Is there anything she would not do for a role?

"I'm really drawn to complexity, when there's darkness to a character, when there's more going on. If it was gratuitous nudity or something I would be less keen, but never say never because you know if it was in Game of Thrones it would be harder to say no to."

(Quirky fact: Prebble has so far given birth on screen five times. "My first one was when I was 14, on The Tribe, I was a teenage mum, and then I just kept going," she says. "There was Outrageous, a short film, White Lies, and then a play when I was playing Mary, I gave birth to Jesus. The Tribe was a tough one, no adults around to help, just a bunch of kids roaming the world. Probably the easiest was Mary; Jesus just popped out. He came out and we all sang a song.")

Breaking into America  is her ultimate goal. For the past three years, Prebble has travelled to the United States for auditions. Last year she scored a guest part on drama Salem; this year she didn't get anything.

"I managed to stay in pretty good spirits about it, because it's super competitive," she says.

"And Salem was fun, I got to be hanged which was a new experience and all the stunties had worked on Django, so I was like 'What's Quentin Tarentino like? Tell me everything.' I love hearing stories about famous people. I find them fascinating, I get star-struck very easily."


But doesn't she qualify as famous herself, at least in New Zealand? What has that been like?

"New Zealanders are very low key about things so it's never really an issue.  The extent of it really is people will wander up to me in the supermarket and say 'Oh hey I really like Outrageous Fortune'," she says.

"It's only awkward when I'm stuck somewhere and I can't get away, like on a plane when an air hostess says something and all the passengers are looking at me I get a bit embarrassed, or if someone's drunk it can be a little bit difficult."

Antonia Prebble, when she was cast as Loretta in Outrageous Fortune in 2005.

Prebble lives with her boyfriend in the Auckland suburb of Kingsland, where she bought a house a few years ago "before things went absolutely mental". She's into fashion, being a regular attendee at Fashion Week - today she's wearing a fawn Liam jumpsuit and Sportsgirl heels - but says when its her downtime she's just as likely to be found schlepping around in a pair of ugg boots. It's a change from her most recent on-screen stint as Rita, the West matriarch of the 1970s.

"A lot of myself was augmented - I had a wig and I had big boobs and I had fake eyelashes and fake nails and high heels, so everything was increased which was really fun, it definitely felt like quite a transformation," Prebble says.

"I love that era, I love the clothes, I love the furniture, I love the whole aesthetic. It's really fun and Rita was a creation from the ground-up because we were all figuring out who she was together."
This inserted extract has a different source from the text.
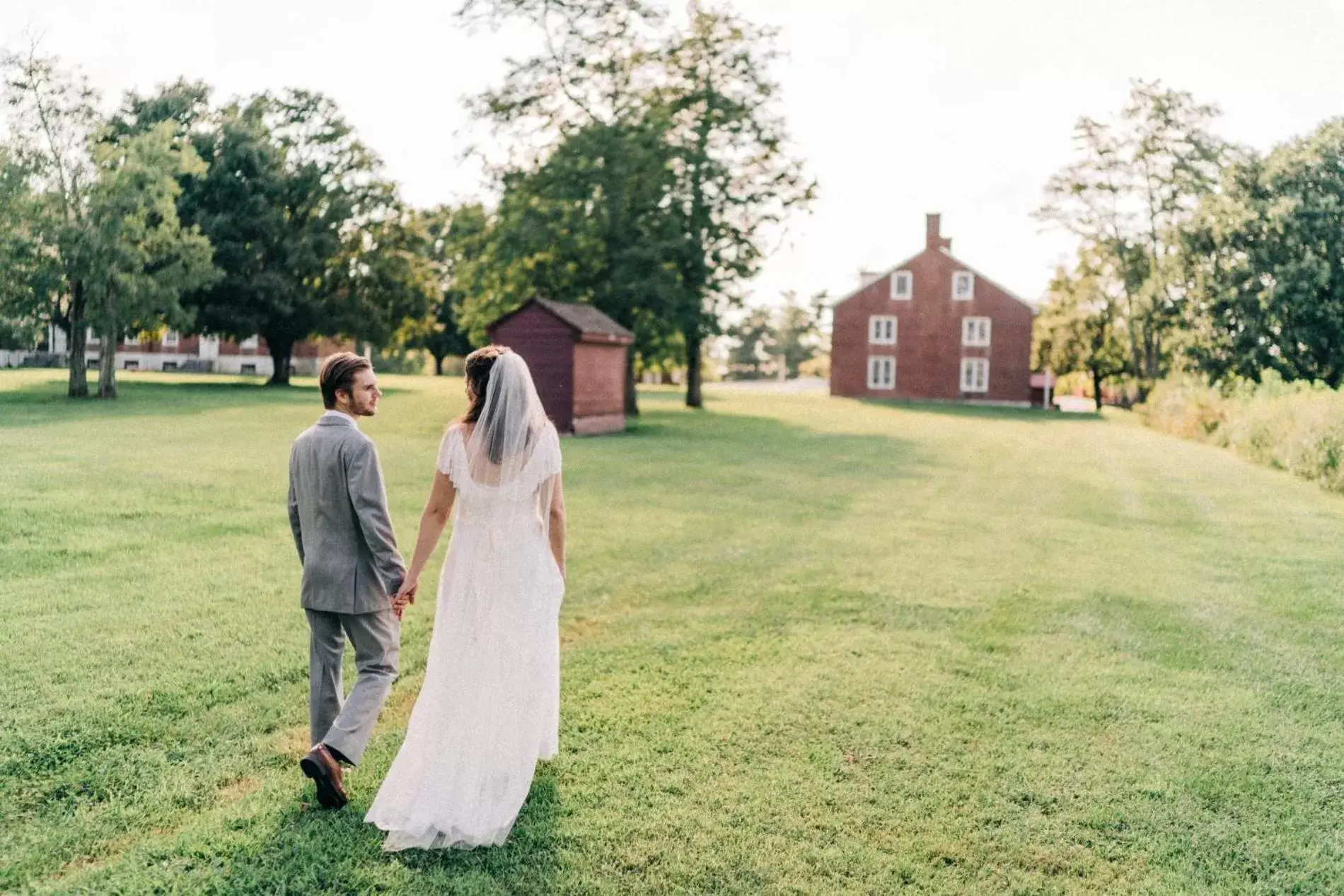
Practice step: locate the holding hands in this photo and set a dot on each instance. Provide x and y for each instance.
(405, 595)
With filming over she's heading back to LA soon, to search for work. Antonia Prebble, still hunting down parts. What would her 11-year-old self think?

"I feel like I'm on track, yeah. I would like to be further on than I am, but I know I have a fast rhythm, I like things to happen quickly, and I try to make things happen faster sometimes than they naturally should unfold.

"As I get older my definition of success has broadened. I was always pretty finely-pointed that success meant 'professionally', and that's still really important but so are my relationships, and spending time with my family, and nurturing myself beyond what I do."

Westside screens on Sunday, May 31 at 8.30pm on TV3.